L’état du secteur du transport routier en Iran, notamment le vieillissement du parc de véhicules et les infrastructures de transport, est redevenu un sujet de controverse. Des déclarations récentes d’Alireza Novin, membre du Majlis (le parlement iranien), mettent en lumière des problèmes généralisés dans ce secteur. Selon lui, ces difficultés — allant du vieillissement du parc automobile à la dégradation des routes — demeurent sans solution efficace.
Dans des propos publiés le 2 juin par le média d’État *Khaneh Eghtesad*, Alireza Novin a affirmé qu’environ 60 % du parc de véhicules de transport du pays est usé et obsolète. Il a qualifié cette situation de défi majeur pour le secteur des transports et a évoqué le sort de milliers de camions bloqués à la frontière turque.
Un parc vieillissant et des milliers de camions bloqués
M. Novin a indiqué qu’environ 10 000 camions se trouvent toujours du côté turc de la frontière. Selon lui, ces véhicules sont laissés dans l’incertitude sans aucune issue, et le gouvernement turc a commencé à en confisquer certains.
Le parlementaire a ajouté que, lors de ses démarches auprès des autorités gouvernementales, l’explication fournie était que les camions étaient arrivés à la frontière sans avoir accompli les procédures d’enregistrement à l’importation requises. Il a toutefois souligné que, même en cas d’infraction, le gouvernement aurait dû agir pour régulariser la situation de ces véhicules.
M. Novin a affirmé que certains de ces camions auraient pu servir à moderniser le parc de transport vieillissant. Il a également noté que, selon les rapports disponibles, environ 1 000 de ces 10 000 camions ont déjà été confisqués par les autorités turques.

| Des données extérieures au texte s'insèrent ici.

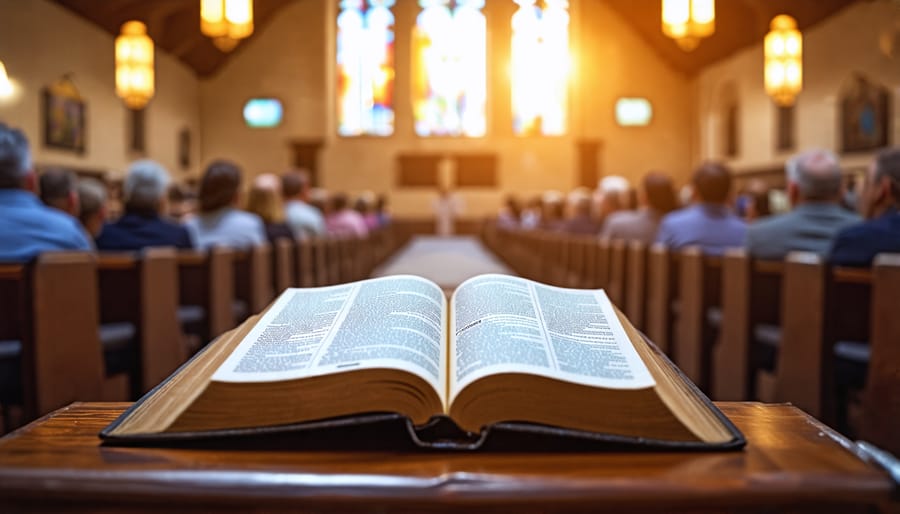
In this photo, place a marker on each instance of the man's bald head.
(816, 175)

La question du vieillissement du parc de transport a été soulevée à maintes reprises ces dernières années par des experts du secteur et des représentants de la profession. La vétusté des camions et des poids lourds entraîne non seulement une hausse des coûts d’entretien, mais a aussi un impact direct sur la sécurité routière. Dans ce contexte, l’absence de solution concernant le sort de milliers de camions aux postes-frontières suscite de vives critiques.
Un autre volet des déclarations de M. Novin concernait l’état des routes et des autoroutes du pays. Évoquant l’autoroute Zanjan-Tabriz, il a affirmé que, dans son état actuel, cet axe ressemble davantage à une route rurale qu’à une autoroute aux normes. Le parlementaire a déclaré que de nombreuses réunions avaient eu lieu concernant l’état de cet itinéraire. Selon lui, des avertissements officiels avaient été adressés aux responsables compétents du régime, notamment au ministre des Routes et des Transports, et les démarches nécessaires avaient été entreprises. Toutefois, ces interventions n’ont donné aucun résultat concret.

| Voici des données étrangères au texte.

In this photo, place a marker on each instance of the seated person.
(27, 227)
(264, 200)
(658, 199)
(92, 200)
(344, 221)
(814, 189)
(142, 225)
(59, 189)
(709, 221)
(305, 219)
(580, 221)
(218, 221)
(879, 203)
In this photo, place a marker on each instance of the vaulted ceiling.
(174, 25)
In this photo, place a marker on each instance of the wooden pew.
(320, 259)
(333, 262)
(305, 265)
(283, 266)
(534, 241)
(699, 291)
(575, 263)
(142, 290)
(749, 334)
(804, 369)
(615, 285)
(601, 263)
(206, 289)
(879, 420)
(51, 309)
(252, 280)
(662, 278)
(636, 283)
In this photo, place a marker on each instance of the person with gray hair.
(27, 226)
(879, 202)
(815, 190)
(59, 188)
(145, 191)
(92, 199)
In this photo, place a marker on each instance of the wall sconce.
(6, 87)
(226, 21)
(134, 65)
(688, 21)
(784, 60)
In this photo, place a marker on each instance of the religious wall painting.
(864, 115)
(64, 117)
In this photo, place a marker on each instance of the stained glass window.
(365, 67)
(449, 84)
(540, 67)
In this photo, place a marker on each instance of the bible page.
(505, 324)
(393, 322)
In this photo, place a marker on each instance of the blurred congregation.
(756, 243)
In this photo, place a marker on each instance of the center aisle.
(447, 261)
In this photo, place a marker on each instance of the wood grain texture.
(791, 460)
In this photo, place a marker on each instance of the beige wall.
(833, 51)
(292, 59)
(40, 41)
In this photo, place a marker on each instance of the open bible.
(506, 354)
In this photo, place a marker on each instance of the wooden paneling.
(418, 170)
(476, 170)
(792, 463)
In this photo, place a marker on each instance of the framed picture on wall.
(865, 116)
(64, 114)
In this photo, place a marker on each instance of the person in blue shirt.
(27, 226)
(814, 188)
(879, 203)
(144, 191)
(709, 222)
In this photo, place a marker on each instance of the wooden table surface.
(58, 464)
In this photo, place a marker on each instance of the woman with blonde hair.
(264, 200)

Les propos de M. Novin interviennent alors que l’état de nombreuses routes du pays suscite depuis longtemps les plaintes des citoyens et des conducteurs. La vétusté des infrastructures, l’insuffisance des dispositifs de sécurité et les retards dans la mise en œuvre des projets de construction et d’aménagement figurent parmi les problèmes régulièrement soulignés dans les rapports officiels et les médias.
Cette situation survient alors que le régime iranien consacre des milliards de dollars à la construction de « cités de missiles » pour servir ses politiques de déstabilisation et belliqueuses dans la région, ainsi qu’à des projets nucléaires que les critiques jugent contraires aux intérêts du peuple iranien.